Las recientes cifras sobre la convivencia escolar en Chile resultan alarmantes. Según datos de finales de marzo de 2026, cuatro de cada diez profesores declaran haber sufrido agresiones físicas o verbales por parte de estudiantes o de sus apoderados. Esta estadística describe un síntoma de fragmentación de las comunidades escolares y también muestra el estado de precariedad y desprotección de la función docente.

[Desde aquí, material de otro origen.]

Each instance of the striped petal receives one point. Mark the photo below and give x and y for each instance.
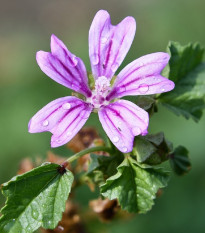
(122, 121)
(64, 67)
(142, 77)
(63, 117)
(108, 44)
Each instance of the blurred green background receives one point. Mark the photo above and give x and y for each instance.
(26, 27)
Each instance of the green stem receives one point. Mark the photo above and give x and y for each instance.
(87, 151)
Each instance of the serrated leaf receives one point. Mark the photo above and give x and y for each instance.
(179, 161)
(36, 198)
(188, 72)
(151, 149)
(134, 187)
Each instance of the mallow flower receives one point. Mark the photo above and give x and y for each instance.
(122, 120)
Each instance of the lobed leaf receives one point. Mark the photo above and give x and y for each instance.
(151, 149)
(36, 198)
(134, 187)
(188, 72)
(179, 161)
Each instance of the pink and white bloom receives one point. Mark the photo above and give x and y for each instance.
(122, 120)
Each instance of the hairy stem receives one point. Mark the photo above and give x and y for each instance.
(87, 151)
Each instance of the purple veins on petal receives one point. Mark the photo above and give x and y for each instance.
(142, 77)
(108, 44)
(63, 117)
(64, 67)
(122, 121)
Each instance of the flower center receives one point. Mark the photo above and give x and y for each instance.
(102, 88)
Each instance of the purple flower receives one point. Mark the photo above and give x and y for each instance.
(122, 120)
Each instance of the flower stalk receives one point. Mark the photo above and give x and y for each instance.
(87, 151)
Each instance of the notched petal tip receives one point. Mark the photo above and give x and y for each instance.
(102, 13)
(29, 126)
(169, 85)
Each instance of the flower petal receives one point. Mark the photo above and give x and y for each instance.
(108, 44)
(63, 117)
(64, 67)
(142, 77)
(122, 120)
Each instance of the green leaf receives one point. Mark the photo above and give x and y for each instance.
(101, 167)
(134, 187)
(36, 198)
(188, 72)
(151, 149)
(179, 161)
(148, 103)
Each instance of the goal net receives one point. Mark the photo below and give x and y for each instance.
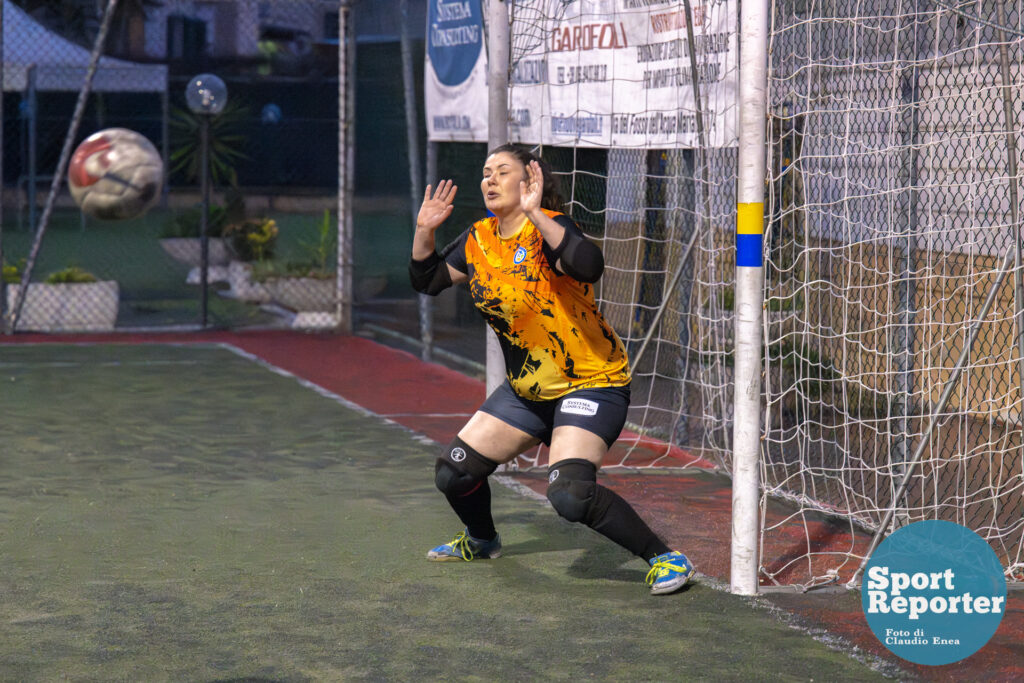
(893, 201)
(643, 140)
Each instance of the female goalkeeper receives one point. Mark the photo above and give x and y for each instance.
(530, 272)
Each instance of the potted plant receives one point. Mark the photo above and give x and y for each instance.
(69, 300)
(308, 285)
(252, 241)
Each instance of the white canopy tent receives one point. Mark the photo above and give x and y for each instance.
(38, 59)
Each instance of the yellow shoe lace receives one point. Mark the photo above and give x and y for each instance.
(662, 568)
(461, 543)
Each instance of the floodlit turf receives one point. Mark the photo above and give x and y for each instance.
(182, 513)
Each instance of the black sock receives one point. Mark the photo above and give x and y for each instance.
(474, 511)
(582, 499)
(621, 523)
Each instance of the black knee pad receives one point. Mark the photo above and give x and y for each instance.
(461, 469)
(573, 492)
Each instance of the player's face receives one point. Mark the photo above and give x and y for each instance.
(500, 186)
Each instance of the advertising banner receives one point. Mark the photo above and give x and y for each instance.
(456, 71)
(597, 73)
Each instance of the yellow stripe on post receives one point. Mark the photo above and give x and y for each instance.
(751, 218)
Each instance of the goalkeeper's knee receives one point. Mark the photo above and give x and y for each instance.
(574, 494)
(461, 469)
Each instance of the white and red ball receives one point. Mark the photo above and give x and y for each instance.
(116, 174)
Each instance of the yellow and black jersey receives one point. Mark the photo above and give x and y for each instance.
(552, 335)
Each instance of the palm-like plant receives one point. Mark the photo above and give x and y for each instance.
(79, 19)
(225, 143)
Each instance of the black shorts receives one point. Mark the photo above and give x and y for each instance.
(601, 411)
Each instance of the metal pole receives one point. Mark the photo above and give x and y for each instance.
(750, 295)
(498, 133)
(165, 143)
(204, 241)
(76, 121)
(426, 303)
(947, 392)
(346, 140)
(413, 141)
(32, 111)
(1008, 115)
(706, 195)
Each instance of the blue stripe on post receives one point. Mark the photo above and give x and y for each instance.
(749, 250)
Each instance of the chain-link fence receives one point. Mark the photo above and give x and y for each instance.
(894, 210)
(273, 160)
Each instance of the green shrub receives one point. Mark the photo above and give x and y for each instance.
(70, 275)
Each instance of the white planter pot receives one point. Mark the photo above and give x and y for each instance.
(70, 307)
(188, 250)
(243, 288)
(303, 294)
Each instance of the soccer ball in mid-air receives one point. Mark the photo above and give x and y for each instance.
(116, 174)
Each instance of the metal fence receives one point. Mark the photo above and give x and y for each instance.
(273, 160)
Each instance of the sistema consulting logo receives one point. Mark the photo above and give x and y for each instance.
(455, 38)
(934, 592)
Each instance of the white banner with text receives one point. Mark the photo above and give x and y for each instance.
(589, 73)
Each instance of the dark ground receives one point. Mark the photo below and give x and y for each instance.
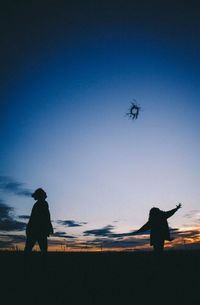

Ante este avance progresivo de la violencia se ha reaccionado enfatizando medidas de “securitización”. No obstante, la instalación de pórticos detectores de metales refleja la desconfianza hacia los estudiantes y la erosión de los vínculos en las comunidades escolares. Ello también es el reflejo de una sociedad que teme al “otro”, y ese miedo empuja a preferir el “blindaje” por sobre la reconstrucción del lazo social.

Bajo la retórica de la eficacia inmediata, que ofrece la instalación de estas herramientas, subyace una desatención ética y pedagógica de la labor formativa de la escuela que merece ser examinada. El estudiante como objeto de sospecha Consideramos que la tecnología de vigilancia no es una medida neutra; responde a la forma en que la sociedad y, por cierto, el sistema escolar, ante la complejidad del conflicto social, se desvincula de su entorno, actuando con desafección y desconociendo los orígenes de la violencia. La experiencia internacional demuestra que estas medidas disuasivas suelen concentrarse en liceos públicos y sectores más vulnerados, reforzando un sesgo de clase que criminaliza la pobreza desde la adolescencia.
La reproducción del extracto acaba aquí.